Rental performance in Asian cities over the next five years is set to outdo that of the European and United States markets, and Singapore is among those expected to have double-digit growth, says DTZ Research in a recently released report.
Individually, cities such as Bangkok, Shanghai and Beijing, which have outperformed the market significantly in the last five years, are expecting slower growth, but other cities are just picking up pace and strong growth is expected. Going by the report, Singapore, for example, is expected to have about 12-per-cent growth in the next five years.
Rental growth is a factor crucial to investment, says DTZ, and last year, the five cities with the highest year-on-year rental growth were all in Asia: Hong Kong, Singapore, Bangkok, Shanghai and Kuala Lumpur.
Since the stock market correction at the start of the 1990s, the attraction of real estate as an asset class has been particular evident.
One strong reason for this, says DTZ Research, is the fact that real estate has outperformed other asset classes in the long term.
According to the FTSE Epra/NAReit Global Real Estate Index, real estate companies have outperformed equity for the past five years. In part, this relates to the stability of the income component of total return.
However, in the past two years, the property market’s performance has also been driven by rising capital values and yield compression.
In Asia, in particular, the real estate market has grown significantly in terms of market size, liquidity, transparency and access to product. This is due to strong economic growth and increased foreign investment, says DTZ Research.
With the driving force of the Chinese market and the recovery of the Japanese economy, the region’s economic growth looks set to continue in the next few years.
As an asset class, property provides security against which banks and other providers of debt finance are willing to lend.
Equity returns may be leveraged and yield premiums over finance costs can generate sufficient income to cover both interest payments and the repayment of the principal.
Real estate presents opportunities for the active management of an investment, which are not available to other asset classes. Active property management can provide yield enhancement over the long term that would further maximise value.
Since the Asian currency crisis, the Asian real estate markets have recovered substantially during the past few years. Core areas in major cities have enjoyed both high occupancy rates and high rentals due to the revival of the occupier market.
The majority of this demand comes from the finance, insurance and professional services sectors.
Last year, some cities, such as Hong Kong, recorded their highest rental increases of the past decade.
Supply is very limited in most districts of the major cities and in several cities, vacancy levels have dropped significantly in recent years.
Also, commercial property is well-known for stable income returns due to tenants being contractually bound to pay rent, says DTZ Research.
In contrast, other asset classes such as equity are susceptible to market fluctuations and volatile returns. Property returns have proven to have low correlation with other asset classes due to the differences between the overall business cycle and the property cycle.
This makes real estate attractive as part of portfolio diversification strategy. The inclusion of real estate in an equity and bond portfolio can raise the overall portfolio return (for a given level of risk).
Property offers liability-matching opportunities to investors, in particular, pension funds.

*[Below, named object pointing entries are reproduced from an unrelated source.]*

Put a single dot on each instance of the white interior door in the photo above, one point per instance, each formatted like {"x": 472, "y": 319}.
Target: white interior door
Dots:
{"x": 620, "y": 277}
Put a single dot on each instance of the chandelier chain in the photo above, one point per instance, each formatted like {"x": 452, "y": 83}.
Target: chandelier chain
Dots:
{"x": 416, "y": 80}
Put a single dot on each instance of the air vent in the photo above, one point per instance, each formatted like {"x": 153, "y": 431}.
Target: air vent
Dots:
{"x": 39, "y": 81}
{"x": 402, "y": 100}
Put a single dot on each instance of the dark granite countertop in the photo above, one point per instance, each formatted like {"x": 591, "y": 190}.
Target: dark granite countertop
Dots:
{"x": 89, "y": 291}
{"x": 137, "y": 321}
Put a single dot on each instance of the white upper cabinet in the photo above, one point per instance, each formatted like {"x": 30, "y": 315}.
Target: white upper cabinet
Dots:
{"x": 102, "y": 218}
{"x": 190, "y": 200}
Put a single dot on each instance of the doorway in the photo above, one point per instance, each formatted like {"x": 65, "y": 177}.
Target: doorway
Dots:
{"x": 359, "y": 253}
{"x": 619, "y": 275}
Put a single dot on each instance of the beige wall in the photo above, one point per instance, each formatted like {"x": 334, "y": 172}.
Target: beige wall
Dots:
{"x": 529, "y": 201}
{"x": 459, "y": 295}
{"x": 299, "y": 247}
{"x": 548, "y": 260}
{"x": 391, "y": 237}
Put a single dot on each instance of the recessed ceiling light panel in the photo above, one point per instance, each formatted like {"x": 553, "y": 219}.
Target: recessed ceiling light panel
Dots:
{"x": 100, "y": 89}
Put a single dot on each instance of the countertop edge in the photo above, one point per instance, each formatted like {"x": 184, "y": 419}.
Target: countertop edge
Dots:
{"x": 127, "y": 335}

Investment yield is one of the key drivers for investment in real estate. Here again, Hong Kong, Tokyo, Singapore and Taipei are the best-developed markets in Asia, where yields have been compressed at the same low level as most European markets.
DTZ Research is of the view that while the majority of Asian cities are still above the 6-per-cent level, there is substantial growth potential in capital value. Strong returns in Asian markets will continue to attract global attention.